I don't agree. It's pretty clear that when you call applyCSS(), then
CSS is applied. The rest of the JFX API works exactly as expected and
as documented. The programmer has precise control over what happens,
when it happens and where it happens.
Can you summarize what "validate" does? Is it sent to a leaf or the
root node or does it matter?
Steve
On 12/07/2013 6:36 AM, Martin Sladecek wrote:
What you suggest would be quite hard to use. Actually I think most of
the developers will not know how to use it properly in order to get
the right measurement.
Simple "validate" call would be more convenient and less error-prone.
-Martin
On 07/12/2013 12:02 AM, steve.x.northo...@oracle.com wrote:
I don't think I understand the answer. Are you saying that what we
are suggesting is wrong conceptually or hard to implement or ...?
Steve
On 11/07/2013 1:23 PM, Martin Sladecek wrote:
No, I will change the dirty roots to dirty flags on every node. With
them, it's possible to use it the way you suggest (applyCSS & layout
on nearest layout root), but it's much more convenient if we could
identify the layout root of the subtree and apply the layout from
there downwards. I think it's something most of the usecases would
want (SB, snapshot) but it's not that simple to identify layout root
(we have private flag for that in every Node, so internally it's
just one boolean check).
-Martin
On 07/11/2013 05:15 PM, Richard Bair wrote:
This might work for CSS, but won't for layout. The second example
won't work because you'd just do layout of the node itself. It
might get a different size from it's parent during the next
layout pass (and the parent from it's parent, etc...). So the
layout will look different after the next pulse. This is why we
need more than layout() call and it's not just about adding the CSS.
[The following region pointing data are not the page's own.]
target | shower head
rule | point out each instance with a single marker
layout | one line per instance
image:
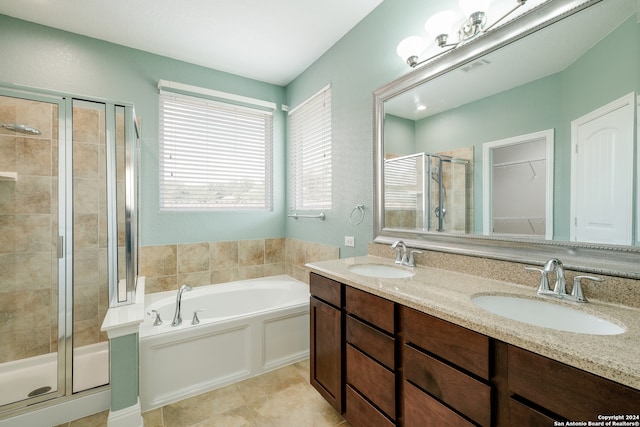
(16, 127)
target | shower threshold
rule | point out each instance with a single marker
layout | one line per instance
(33, 376)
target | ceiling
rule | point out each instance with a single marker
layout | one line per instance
(272, 41)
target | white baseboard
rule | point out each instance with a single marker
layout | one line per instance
(127, 417)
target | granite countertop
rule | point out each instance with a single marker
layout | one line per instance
(447, 295)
If I understand properly this would be the correct behavior. If I
ask a subtree of nodes to layout after setting the size of the
subtree root, then go farther up the tree to an ancestor, ensure
the ancestor has a size and layout again, the original subtree
might be layed out differently and I would expect that. If I need
to take a snapshot of a child and it has to be in context of the
entire tree, I do CC in the root, force layout in the root and
then take a snapshot of the child.
That was what I was thinking as well, I don't understand why we
have to do more than provide a way to apply CSS in order to satisfy
all the use cases? Note that the old implementation (with lists of
dirty roots on the Scene, or is this still the way we do it?) might
be problematic here, I don't know, but from an API point of view,
it seems like this is exactly what you want.